We also think that if a more definite statement of the terms of the contract, whether express or implied, were deemed by defendant to be desirable or proper, its remedy was by a motion to require the petition made more definite and certain. It was so decided in Smith v. Bradstreet Co.,63 S.C. 525, 532; 41 S.E., 763, 765, where it is said that:

"It was in the power of the defendant, if the allegations of fact were subject to the objection of want of definiteness and certainty, to have the plaintiff make them more definite and certain by motion and not by demurrer."

Under this viewpoint of respondent's situation, the further principle, as declared by Mr. Justice Gary in Cartin v. SouthBound R. Co., 43 S.C. 221, 224; 20 S.E., 979, 980; 49 Am. St. Rep., 829, becomes applicable:

"If the defendant waived said objections by failing to make such motions, then the plaintiff had the right to the relief to which all the allegations showed he was entitled."

The last group of exceptions, which bring up the question whether the Circuit Judge was in error in refusing to allow amendment of the proceedings, must also be sustained. This conclusion is the necessary sequence of the views that we have already expressed. Leave to amend appears to have been refused because of the holding that the proceedings were fatally defective and that claimant's time for filing the lien had expired before the motion was made. This position has been found untenable, as the statement filed with the clerk was substantially in compliance with the statutory requirements. The situation under this exception therefore presents a close parallel to the case of Waringv. Miller Batting Manuf'g Co., 36 S.C. 310, 321; 15 S.E., 132, 134, where Mr. Chief Justice McIver expressed the attitude of this Court in favor of the liberal exercise *86 of the power of allowing amendments in proceedings of this character as follows:

"A party may in his pleading, through ignorance or inadvertence, misstate or state insufficiently a fact material to his case, and one of the main objects of the provision in respect to amendments in to enable him to rectify such errors or omissions. The amendment asked for would not effect any change whatever in the nature of the petitioner's claim, but was intended simply to supplement a defective statement of the facts upon which the remedy he sought to enforce his claim was based, and it should have been allowed."

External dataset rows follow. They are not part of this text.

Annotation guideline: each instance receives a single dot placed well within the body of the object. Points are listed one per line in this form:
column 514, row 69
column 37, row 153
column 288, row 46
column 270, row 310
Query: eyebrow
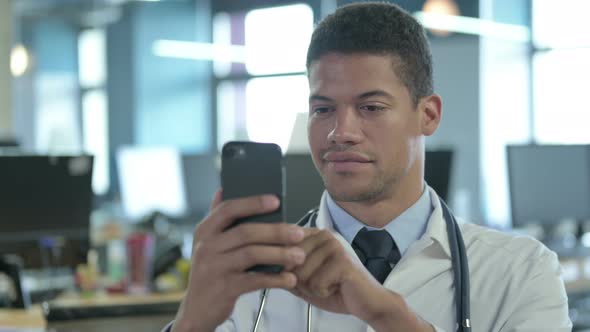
column 364, row 95
column 374, row 93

The order dismissing the petition is reversed and set aside, and the case is remanded to the Circuit Court for such further proceedings as may be consistent with the views herein announced, with the privilege to the petitioner to amend his petition, if he desire to do so, within such reasonable time as the Circuit Court may direct.

MR. CHIEF JUSTICE WATTS and MESSRS. JUSTICES COTHRAN, STABLER and CARTER concur.

MR. JUSTICE BLEASE did not participate.